The Minister has published a paper for consultation on the development of the next regional airports programme which is designed to ensure that air connectivity can be provided to the Republic’s more isolated regions.
Mr Ross is seeking views on the “effectiveness of current support measures” and suggestions to consider on “the need for something different”.
While the extent of any change from the existing programme remains to be seen, previous reviews have made a variety of recommendations. A recent Department of Finance review found that Knock airport offers the greatest potential to become self-sustaining.
It also said Kerry Airport’s proximity to Cork and Shannon should be examined, and referenced a 2010 report which argued that the public service obligation (PSO) flights from Dublin to Kerry should be ended and only the service to Donegal should remain.
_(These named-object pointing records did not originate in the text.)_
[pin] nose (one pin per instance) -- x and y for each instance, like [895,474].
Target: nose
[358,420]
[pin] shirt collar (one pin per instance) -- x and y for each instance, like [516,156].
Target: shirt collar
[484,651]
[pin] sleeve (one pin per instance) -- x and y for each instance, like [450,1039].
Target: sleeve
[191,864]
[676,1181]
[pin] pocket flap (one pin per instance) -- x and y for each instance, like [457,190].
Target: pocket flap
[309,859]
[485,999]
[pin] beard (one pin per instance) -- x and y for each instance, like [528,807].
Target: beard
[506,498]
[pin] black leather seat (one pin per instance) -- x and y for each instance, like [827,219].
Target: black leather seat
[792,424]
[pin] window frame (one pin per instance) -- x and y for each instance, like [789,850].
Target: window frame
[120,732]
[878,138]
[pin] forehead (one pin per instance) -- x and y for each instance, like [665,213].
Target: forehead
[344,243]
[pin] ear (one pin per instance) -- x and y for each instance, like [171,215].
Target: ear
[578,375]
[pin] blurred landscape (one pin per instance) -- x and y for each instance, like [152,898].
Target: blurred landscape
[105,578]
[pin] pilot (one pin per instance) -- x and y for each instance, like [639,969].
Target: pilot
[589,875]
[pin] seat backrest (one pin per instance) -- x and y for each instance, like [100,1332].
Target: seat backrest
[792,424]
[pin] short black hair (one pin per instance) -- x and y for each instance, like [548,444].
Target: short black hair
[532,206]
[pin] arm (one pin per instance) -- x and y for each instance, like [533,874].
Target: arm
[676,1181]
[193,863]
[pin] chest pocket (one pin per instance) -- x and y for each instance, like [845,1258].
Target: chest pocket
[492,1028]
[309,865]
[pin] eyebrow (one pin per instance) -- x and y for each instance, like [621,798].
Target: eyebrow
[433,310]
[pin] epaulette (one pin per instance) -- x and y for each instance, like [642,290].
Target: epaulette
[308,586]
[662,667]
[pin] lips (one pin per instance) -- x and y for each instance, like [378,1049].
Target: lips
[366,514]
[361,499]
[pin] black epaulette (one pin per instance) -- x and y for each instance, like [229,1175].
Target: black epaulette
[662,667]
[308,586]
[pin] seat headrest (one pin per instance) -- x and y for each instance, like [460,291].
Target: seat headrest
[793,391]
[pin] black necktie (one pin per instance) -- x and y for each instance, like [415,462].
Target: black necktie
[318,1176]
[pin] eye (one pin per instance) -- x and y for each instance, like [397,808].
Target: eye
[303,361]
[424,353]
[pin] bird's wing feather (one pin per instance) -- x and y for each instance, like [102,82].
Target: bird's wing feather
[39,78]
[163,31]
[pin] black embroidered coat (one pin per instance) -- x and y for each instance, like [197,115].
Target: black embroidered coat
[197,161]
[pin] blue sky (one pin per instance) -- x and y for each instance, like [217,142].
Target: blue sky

As for Waterford Airport, which hasn’t had commercial flights for three years, it would appear as though the department remains committed to supporting it, having granted €5 million in taxpayer support in June to the facility for a runway expansion.
Between 2015 and 2018, the State gave funding of €23.8 million to the four regional airports. Knock Airport received the highest amount, €11.4 million in capital and operational grants, while Donegal received the least at just under €3 million. However, the PSO support for flights between Dublin and Donegal cost the State a further €14.8 million while the Dublin to Kerry route cost €15.1 million between 2015 and January 31st this year.
Under European state aid rules, airports with fewer than one million passengers must contribute at least 25 per cent to capital investments, while they must contribute at least 20 per cent for operational funding.
The Department’s “issue paper”, released on Friday, sets out the position of the existing programme and includes a questionnaire to guide responses from stakeholders.
Mr Ross said he hopes the consultation will contribute to the design of optimal, cost-effective measures in support of regional airports. “Securing best value for money in the deployment of exchequer funds will also be crucial,” he said.
The public consultation will end on September 30th and Mr Ross will bring forward a draft regional airports programme later this year.